É o caso do porto fluvial de São Gabriel da Cachoeira (AM), no alto rio Negro, prometido em setembro pelo ministro Alfredo Nascimento (Transportes) a partir de uma parceria com o governo estadual. A mesma promessa havia sido feita dois anos antes pelo ministro, ao lado de Lula e comitiva.
O projeto, de fato, ganhou ares de prioridade. Foi incluído no então recém-lançado PAC e mereceu R$ 2,4 milhões no Orçamento do ano seguinte e R$ 5,7 milhões neste ano -sem ter recebido nenhum centavo até o momento.
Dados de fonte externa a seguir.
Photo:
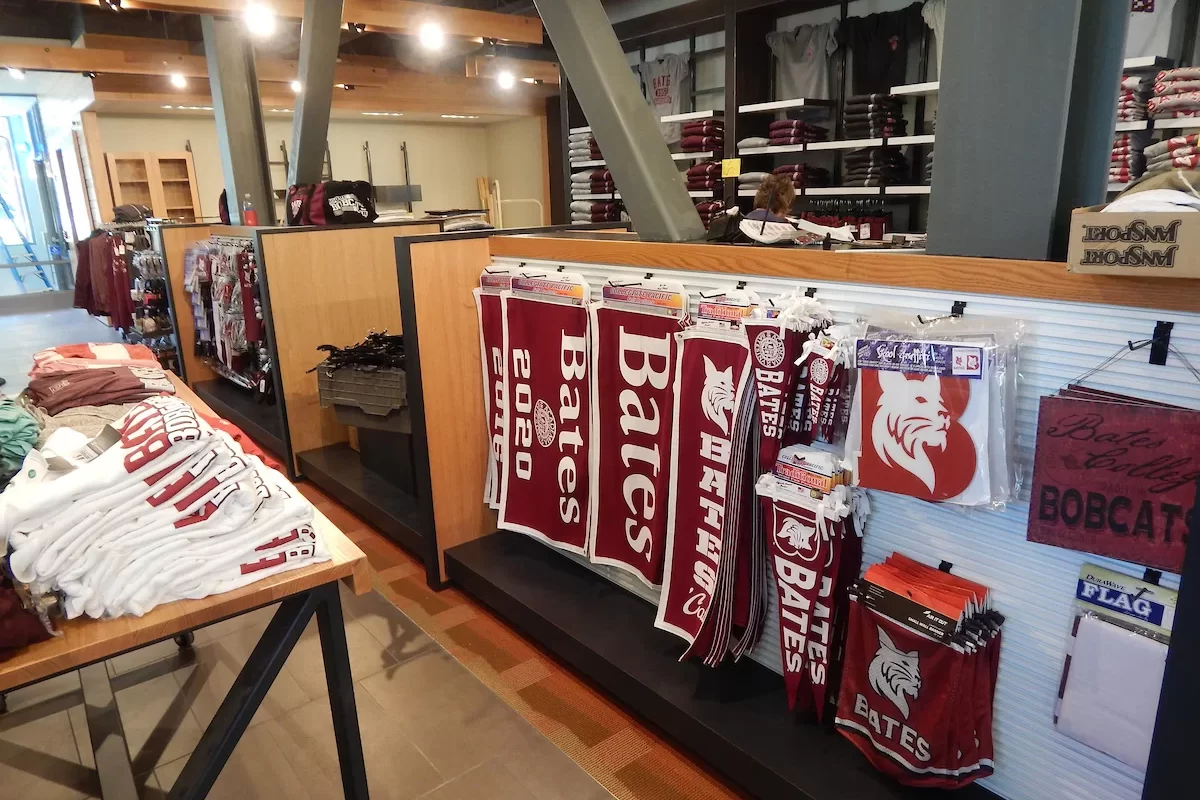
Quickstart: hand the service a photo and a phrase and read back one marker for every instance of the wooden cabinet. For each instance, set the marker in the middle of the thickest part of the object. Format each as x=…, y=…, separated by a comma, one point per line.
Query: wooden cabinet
x=162, y=181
Na visita de 2007 a São Gabriel, Lula apresentou uma descrição mais prosaica do atraso em investimentos. "É preciso a gente ficar esperto", disse, "porque muitas vezes eu estou aqui anunciando, mas daqui a três meses eu pergunto, e a obra não saiu; daqui a quatro meses eu pergunto, e a obra não saiu; daqui a dez meses eu pergunto, e a obra não saiu". No mesmo discurso, o presidente também declarou já saber "onde está a burocracia que emperra as coisas".
Nos meses seguintes, antes do confronto com o TCU, a ministra Dilma Rousseff (Casa Civil), gerente do PAC e provável candidata do PT ao Planalto, entraria em atrito com a área ambiental -sob queixas de atraso nos licenciamentos para obras, a ministra Marina Silva deixou o governo e se tornou outra postulante à sucessão.
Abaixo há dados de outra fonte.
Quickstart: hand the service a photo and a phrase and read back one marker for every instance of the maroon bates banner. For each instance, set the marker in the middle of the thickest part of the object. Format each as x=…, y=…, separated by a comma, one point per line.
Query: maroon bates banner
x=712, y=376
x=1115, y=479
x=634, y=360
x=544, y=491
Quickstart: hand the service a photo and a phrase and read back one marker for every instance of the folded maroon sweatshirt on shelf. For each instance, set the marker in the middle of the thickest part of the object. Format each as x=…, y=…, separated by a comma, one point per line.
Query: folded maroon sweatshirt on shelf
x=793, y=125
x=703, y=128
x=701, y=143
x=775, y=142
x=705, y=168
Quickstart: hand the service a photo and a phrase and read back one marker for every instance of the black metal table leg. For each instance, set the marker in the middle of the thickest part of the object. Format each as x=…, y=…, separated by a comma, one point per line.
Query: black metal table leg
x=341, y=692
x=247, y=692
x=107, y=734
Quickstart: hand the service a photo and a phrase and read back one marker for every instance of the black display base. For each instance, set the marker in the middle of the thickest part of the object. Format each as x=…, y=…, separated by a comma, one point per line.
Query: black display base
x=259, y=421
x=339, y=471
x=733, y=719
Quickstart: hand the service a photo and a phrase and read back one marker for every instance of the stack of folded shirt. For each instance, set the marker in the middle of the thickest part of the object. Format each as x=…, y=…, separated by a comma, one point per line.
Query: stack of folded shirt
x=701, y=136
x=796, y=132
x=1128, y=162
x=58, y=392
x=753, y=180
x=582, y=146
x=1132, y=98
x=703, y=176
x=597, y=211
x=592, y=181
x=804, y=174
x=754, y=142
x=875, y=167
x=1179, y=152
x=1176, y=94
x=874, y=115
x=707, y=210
Outros empecilhos, mesmo mais numerosos, não permitem um ataque tão particular. Uma pesquisa passada à Folha pela AGU (Advocacia Geral da União) diz que, de 4.419 ações judiciais relativas ao PAC propostas até outubro, 2.048 diziam respeito a desapropriações de terras.
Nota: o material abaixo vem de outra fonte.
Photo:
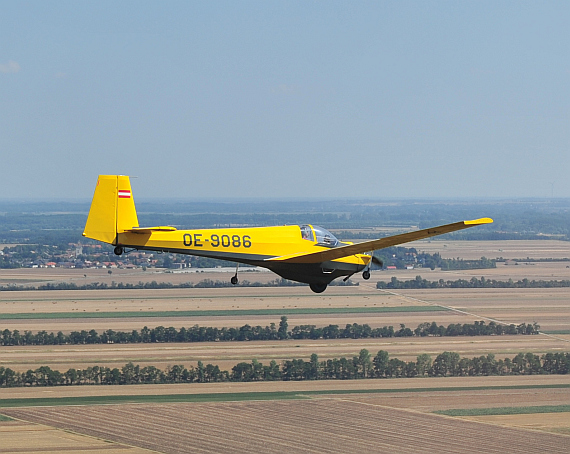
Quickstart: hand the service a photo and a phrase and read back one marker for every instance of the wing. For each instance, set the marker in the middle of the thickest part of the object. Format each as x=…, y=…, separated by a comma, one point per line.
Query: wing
x=367, y=246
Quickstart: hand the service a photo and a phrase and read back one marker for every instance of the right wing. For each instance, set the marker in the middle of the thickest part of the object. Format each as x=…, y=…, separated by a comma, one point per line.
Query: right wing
x=367, y=246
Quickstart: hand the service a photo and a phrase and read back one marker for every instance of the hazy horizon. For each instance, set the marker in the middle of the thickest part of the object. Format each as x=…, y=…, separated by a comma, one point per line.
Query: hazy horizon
x=285, y=100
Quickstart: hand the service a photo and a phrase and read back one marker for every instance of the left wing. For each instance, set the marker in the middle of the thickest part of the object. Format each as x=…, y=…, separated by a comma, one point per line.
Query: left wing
x=367, y=246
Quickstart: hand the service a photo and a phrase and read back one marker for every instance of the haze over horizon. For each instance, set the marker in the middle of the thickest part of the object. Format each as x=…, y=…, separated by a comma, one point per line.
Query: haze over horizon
x=282, y=100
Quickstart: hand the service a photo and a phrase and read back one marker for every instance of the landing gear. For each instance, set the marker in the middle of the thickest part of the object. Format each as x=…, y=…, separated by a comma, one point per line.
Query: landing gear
x=234, y=280
x=318, y=288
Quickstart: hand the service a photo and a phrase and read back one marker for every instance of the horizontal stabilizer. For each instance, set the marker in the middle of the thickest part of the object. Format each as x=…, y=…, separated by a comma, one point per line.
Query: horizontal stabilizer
x=373, y=245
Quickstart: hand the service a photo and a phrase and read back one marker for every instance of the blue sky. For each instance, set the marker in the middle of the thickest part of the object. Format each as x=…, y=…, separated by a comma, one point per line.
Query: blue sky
x=285, y=99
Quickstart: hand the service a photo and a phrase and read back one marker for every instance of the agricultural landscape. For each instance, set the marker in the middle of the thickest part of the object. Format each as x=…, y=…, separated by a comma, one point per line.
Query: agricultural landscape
x=432, y=412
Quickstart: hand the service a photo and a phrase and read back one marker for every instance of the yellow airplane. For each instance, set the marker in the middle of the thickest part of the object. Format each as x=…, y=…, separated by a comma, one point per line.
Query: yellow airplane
x=302, y=253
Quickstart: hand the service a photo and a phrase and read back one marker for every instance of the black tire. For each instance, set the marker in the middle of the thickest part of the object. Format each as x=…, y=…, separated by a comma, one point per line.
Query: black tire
x=318, y=288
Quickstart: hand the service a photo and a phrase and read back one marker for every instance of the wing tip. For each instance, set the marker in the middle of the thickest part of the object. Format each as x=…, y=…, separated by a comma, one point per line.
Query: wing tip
x=479, y=221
Só as obras de restauração e duplicação da BR-101 em Santa Catarina e no Rio Grande do Sul resultaram em 460 ações. Procurado, o Dnit (Departamento Nacional de Infraestrutura de Transportes) também citou as desapropriações como motivo do atraso da duplicação da BR-040 em Minas Gerais.
Em outros três exemplos, citados espontaneamente, o órgão mencionou exigências de estudos de impacto ambiental na BR-319 (AM), questões indígenas em torno da BR-429 (RO) e, no caso da BR-135, preocupações do Ministério da Cultura com a preservação de cavernas na Bahia. Na semana passada, o cruzamento da lista com as informações do TCU foi passado à Casa Civil e ao Ministério do Planejamento. As pastas, assim como o Ministério das Cidades, não comentaram os dados.
(Por Gustavo Patu e Humberto Medina, Folha de S. Paulo, 16/11/2009)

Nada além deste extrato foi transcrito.